By activating a space with art, people will also be actively engaged with their surrounding through conversations that take place between the art curators, the artists, and also the community members. The simple act of drawing people out of their homes into the streets of their community can be the first step towards successful active design.

“[Art] makes people consider their spaces with the artist’s in a different way – at least the most basic level,” said Jennifer Lantzas, Public Art Coordinator from the City Parks Department. “So [art] serves to start that dialogue and [make] sure that people are aware of their surrounding.”

As art projects in the City are expected to create new dialogues and activities in local communities, funding bodies and art commissioners at the administrative level have increasingly receive requests from local communities and community groups, such as ARTs East NY, for public artwork projects. The funding bodies and art commissioners are also more interested in how the projects bring new dynamic into a local community, rather than focusing on just the artistic quality of the project.

“At the DOT, we are being asked to not only consider not only the work itself, or the artist itself, but who is involved, what kind of partner in this community is this artist is working with already, or can fit with, to come up with something more tailored to that community,” said Brent, who has been on the DOT Art Committee for almost two years. “That is the part and parcel of organizing a space.”

 

Improving community mental health through active living

Right now, the vacant lot that was the site of “Mi Tierra” is no longer vacant — the affordable housing project that it was waiting for has started its construction process on the site.
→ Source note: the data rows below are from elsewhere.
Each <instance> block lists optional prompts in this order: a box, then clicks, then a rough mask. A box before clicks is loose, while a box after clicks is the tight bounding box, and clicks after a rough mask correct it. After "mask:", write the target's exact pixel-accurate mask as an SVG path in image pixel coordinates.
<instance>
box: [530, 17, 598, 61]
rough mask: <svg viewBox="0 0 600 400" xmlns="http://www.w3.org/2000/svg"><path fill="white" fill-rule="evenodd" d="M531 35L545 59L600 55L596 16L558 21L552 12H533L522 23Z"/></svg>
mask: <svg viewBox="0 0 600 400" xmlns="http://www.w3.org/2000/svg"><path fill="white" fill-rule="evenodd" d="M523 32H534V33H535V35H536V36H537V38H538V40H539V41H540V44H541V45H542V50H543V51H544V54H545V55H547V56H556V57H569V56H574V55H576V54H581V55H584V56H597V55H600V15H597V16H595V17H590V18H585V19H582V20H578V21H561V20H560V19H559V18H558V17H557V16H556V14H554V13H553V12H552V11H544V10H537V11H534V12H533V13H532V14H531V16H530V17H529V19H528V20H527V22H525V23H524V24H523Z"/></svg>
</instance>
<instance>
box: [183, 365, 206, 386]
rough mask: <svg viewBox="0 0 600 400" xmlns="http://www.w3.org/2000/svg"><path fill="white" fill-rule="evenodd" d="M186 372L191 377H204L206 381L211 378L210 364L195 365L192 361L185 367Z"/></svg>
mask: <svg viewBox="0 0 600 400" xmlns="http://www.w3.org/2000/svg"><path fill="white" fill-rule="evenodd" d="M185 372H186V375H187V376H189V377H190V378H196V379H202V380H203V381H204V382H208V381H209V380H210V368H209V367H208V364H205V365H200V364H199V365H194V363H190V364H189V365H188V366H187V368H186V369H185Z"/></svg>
But it does not mean that the New Lots residents will no longer have such community-driven art-activated space that helps them enjoy an active life.

At the moment, ARTs East New York is exploring the concept of art-activating a public space further. The organization is currently working on “[re]New Lots” project which is a part of the neighborhood revitalization plan. Through the project, the organization utilizes the similar artistic approach and plans to transform two more of the neighborhood vacant lots at the intersection of New Lots Avenue and Van Sinderen Avenue. The lots will house retail spaces, art studios, dining area, and outdoor performing space, and it will bring artists, local entrepreneurs, and the local community together. Most importantly, it will also recreate the active outdoor space like in “Mi Tierra,” to encourage active living in the community.

“There will be open, free dance classes for the community, yoga, fitness, zumba – that the community can be a part of,” said Green. “We are also including bike racks, and really pushing the public transportation [authorities] to install bike lanes there as well,” said Green.

To Green, while this space-activation art project encourages the community participation in active living, it ultimately helps the neighborhood to grow together. She hopes that adding engaging, active spaces will not only help her community build physical health, but it will also help building mental health by instilling community pride among residents.

“We are here to deal with all the negative stereotypes about the neighborhood that not only affect people from outside, [because] sometimes even local community buy into those stereotypes,” said Green. “We are a beautiful community, filled with talented people, we have all sorts of things to offer. We have a strong infrastructure, and we just need help building it.”